5.关于磁珠纯化与分选 (Bead-based Clean Up and Size Selection)
■ DNA片段长度分选步骤可选择在末端修复/dA尾添加之前,或接头连接后,或文库扩增后进行。
■ 当Input DNA质量≥50 ng,您可选择在接头连接后分选;如Input DNA质量<50 ng,建议您在文库扩增后进行分选。
■ Ligation Enhancer中包含高浓度的PEG,会对双轮分选产生显著影响。因此,如在接头连接后进行长度分选,必须先进行纯化步骤,再进行双轮分选步骤;如在末端修复/dA尾添加之前或文库扩增后进行长度分选,可直接进行双轮磁珠分选步骤。

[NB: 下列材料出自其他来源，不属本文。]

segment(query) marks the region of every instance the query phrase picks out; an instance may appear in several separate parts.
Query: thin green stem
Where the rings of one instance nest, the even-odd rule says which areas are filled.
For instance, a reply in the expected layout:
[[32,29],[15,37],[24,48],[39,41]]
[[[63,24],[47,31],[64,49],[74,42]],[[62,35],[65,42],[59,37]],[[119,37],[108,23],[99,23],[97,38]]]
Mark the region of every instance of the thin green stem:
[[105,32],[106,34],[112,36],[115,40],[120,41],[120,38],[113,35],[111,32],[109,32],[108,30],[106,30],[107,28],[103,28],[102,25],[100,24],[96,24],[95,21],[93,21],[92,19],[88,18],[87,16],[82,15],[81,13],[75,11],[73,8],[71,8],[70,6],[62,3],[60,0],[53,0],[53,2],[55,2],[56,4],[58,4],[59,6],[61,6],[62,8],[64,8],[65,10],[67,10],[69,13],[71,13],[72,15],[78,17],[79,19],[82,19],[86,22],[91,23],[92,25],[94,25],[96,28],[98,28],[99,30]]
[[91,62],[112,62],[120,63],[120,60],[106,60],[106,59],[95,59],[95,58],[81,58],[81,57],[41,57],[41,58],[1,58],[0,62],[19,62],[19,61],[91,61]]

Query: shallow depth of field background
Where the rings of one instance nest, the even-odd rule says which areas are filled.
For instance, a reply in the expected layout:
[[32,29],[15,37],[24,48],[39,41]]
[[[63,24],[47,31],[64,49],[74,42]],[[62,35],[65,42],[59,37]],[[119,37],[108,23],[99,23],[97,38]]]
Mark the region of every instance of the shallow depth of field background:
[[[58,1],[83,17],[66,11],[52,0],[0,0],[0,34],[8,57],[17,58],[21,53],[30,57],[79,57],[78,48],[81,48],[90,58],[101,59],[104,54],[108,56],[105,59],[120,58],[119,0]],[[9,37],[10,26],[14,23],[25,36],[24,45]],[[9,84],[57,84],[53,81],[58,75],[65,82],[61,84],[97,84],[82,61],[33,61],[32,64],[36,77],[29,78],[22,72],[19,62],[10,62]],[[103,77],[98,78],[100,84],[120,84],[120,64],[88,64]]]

■ 磁珠使用前应先平衡至室温,否则会导致得率下降、分选效果不佳。
■ 磁珠每次使用前都应充分振荡混匀或使用移液器上下吹打充分混匀。
■ 转移上清时,请勿吸取磁珠,即使微量残留都将影响后续文库质量。
■ 磁珠漂洗使用的80%乙醇应现用现配,否则将影响回收效率。
■ 进行长度分选时,初始样品体积应尽量≥100 μL,不足时请用超纯水补齐。以防因样品体积太小导致移液误差增大。
■ 产物洗脱前应将磁珠置于室温干燥。干燥不充分容易造成无水乙醇残留影响后续反应;过分干燥又会导致磁珠开裂进而降低纯化得率。通常情况下,室温干燥3-5 min足以让磁珠充分干燥。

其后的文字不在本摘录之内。